The Hague, 04 November 2008

Last week, Eurojust played an important role in the arrest of a criminal wanted by the Romanian authorities.

A Romanian man, wanted in his country in connection with human trafficking, sexual exploitation of children and child abuse on the internet charges, accepted to be extradited from Malta.

Between 2002 and 2003, the suspect, a 31-year-old man of Romanian nationality living in Malta, allegedly conspired with other people and transported six women, two of whom were minors, to the Netherlands with the promise to provide them with employment; instead, the women were forced into prostitution.

The Romanian national was arraigned before Magistrate Joseph Apap Bologna after the police arrested him at the Malta International Airport, minutes before he boarded a plane to Ireland. He was identified and apprehended thanks to the SIRENE (Supplementary Information Request at the National Entry) and Interpol Units of the Malta police, with the assistance of the Maltese and Romanian desks at Eurojust.

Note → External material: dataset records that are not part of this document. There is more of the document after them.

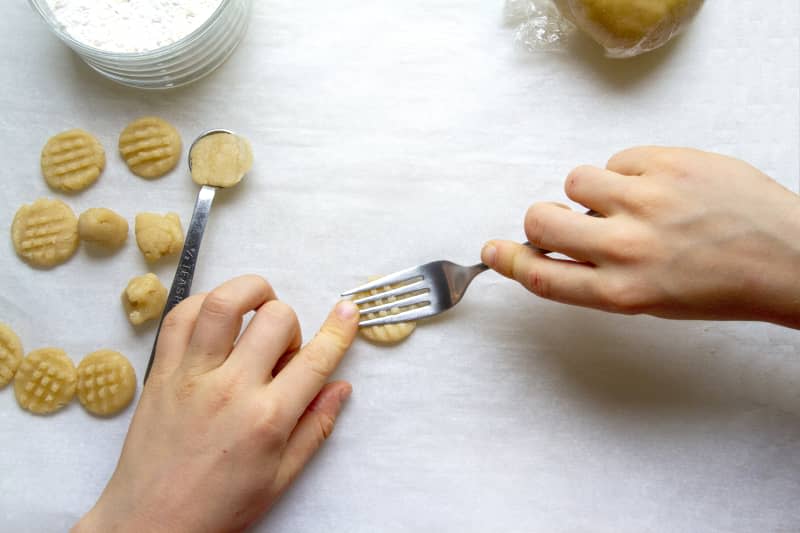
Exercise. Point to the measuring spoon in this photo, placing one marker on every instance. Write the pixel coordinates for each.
(182, 282)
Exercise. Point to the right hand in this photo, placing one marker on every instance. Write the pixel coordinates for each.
(685, 234)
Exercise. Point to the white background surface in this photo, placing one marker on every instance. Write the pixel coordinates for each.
(388, 134)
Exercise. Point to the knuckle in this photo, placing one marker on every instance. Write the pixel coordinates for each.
(268, 427)
(326, 425)
(174, 321)
(535, 225)
(281, 312)
(625, 298)
(185, 390)
(575, 179)
(539, 285)
(218, 305)
(626, 247)
(319, 360)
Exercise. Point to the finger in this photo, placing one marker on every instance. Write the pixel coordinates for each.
(633, 161)
(273, 331)
(313, 428)
(308, 371)
(554, 228)
(562, 281)
(598, 189)
(220, 320)
(174, 335)
(283, 361)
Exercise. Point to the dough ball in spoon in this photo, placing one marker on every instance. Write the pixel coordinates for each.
(220, 159)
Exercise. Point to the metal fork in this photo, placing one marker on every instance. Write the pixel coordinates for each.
(422, 291)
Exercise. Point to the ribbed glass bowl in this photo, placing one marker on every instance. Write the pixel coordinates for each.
(176, 64)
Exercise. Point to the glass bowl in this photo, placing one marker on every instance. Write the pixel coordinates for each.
(184, 61)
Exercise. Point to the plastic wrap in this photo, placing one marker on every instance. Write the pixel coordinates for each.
(625, 28)
(538, 25)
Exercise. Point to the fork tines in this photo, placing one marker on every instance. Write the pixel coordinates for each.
(411, 298)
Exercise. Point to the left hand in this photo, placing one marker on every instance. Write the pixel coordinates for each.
(224, 424)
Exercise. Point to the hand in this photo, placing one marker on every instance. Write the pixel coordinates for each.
(225, 425)
(686, 234)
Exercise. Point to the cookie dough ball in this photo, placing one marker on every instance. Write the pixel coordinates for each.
(630, 27)
(103, 226)
(150, 146)
(10, 354)
(390, 333)
(220, 159)
(45, 233)
(45, 381)
(158, 235)
(72, 160)
(144, 298)
(106, 382)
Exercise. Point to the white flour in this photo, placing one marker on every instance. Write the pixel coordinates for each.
(131, 25)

The arrest was made on the strength of a European Arrest Warrant.

After the successful cooperation, Dr Donatella Frendo Dimech, National Member for Malta at Eurojust, commented: "This case mirrors another successful surrender accomplished in cooperation with Poland last September and manifestly re-affirms the importance of Eurojust and its role in combating organised crime. Thanks to the intervention of Ms Elena Dinu, National Member for Romania, the work and efforts of SIRENE Malta could bear the desired results, and within a matter of hours a wanted fugitive was apprehended, arraigned before the Courts and the extradition hearing completed. The close collaboration and coordination between the national desks at Eurojust and that between Sirene Malta, the police Vice-Squad and the Attorney General's Office, underline the fact that successful law enforcement can only be achieved through police and prosecuting authorities working side by side at both a national and an EU level. Crime has no geographical boundaries and Eurojust has proven that it is equipped with resources which target and overcome boundaries - be they operational, judicial, linguistic or otherwise - in its bid to fight transnational crime wherever and whenever it occurs within the Union".

Ms Elena Dinu, National Member for Romania at Eurojust, added: "This is a perfect example of how Eurojust can assist the national judicial authorities in their fight against serious crime. Thanks to the perfect channelling of communication and efficient coordination, Ms Donatella Frendo Dimech, the National Member for Malta, has ensured the successful surrender of a criminal who has now to face justice for very serious offences. Acting through its National Members, Eurojust offered once again professional expertise, dedication and efficient coordination in real time judicial operations."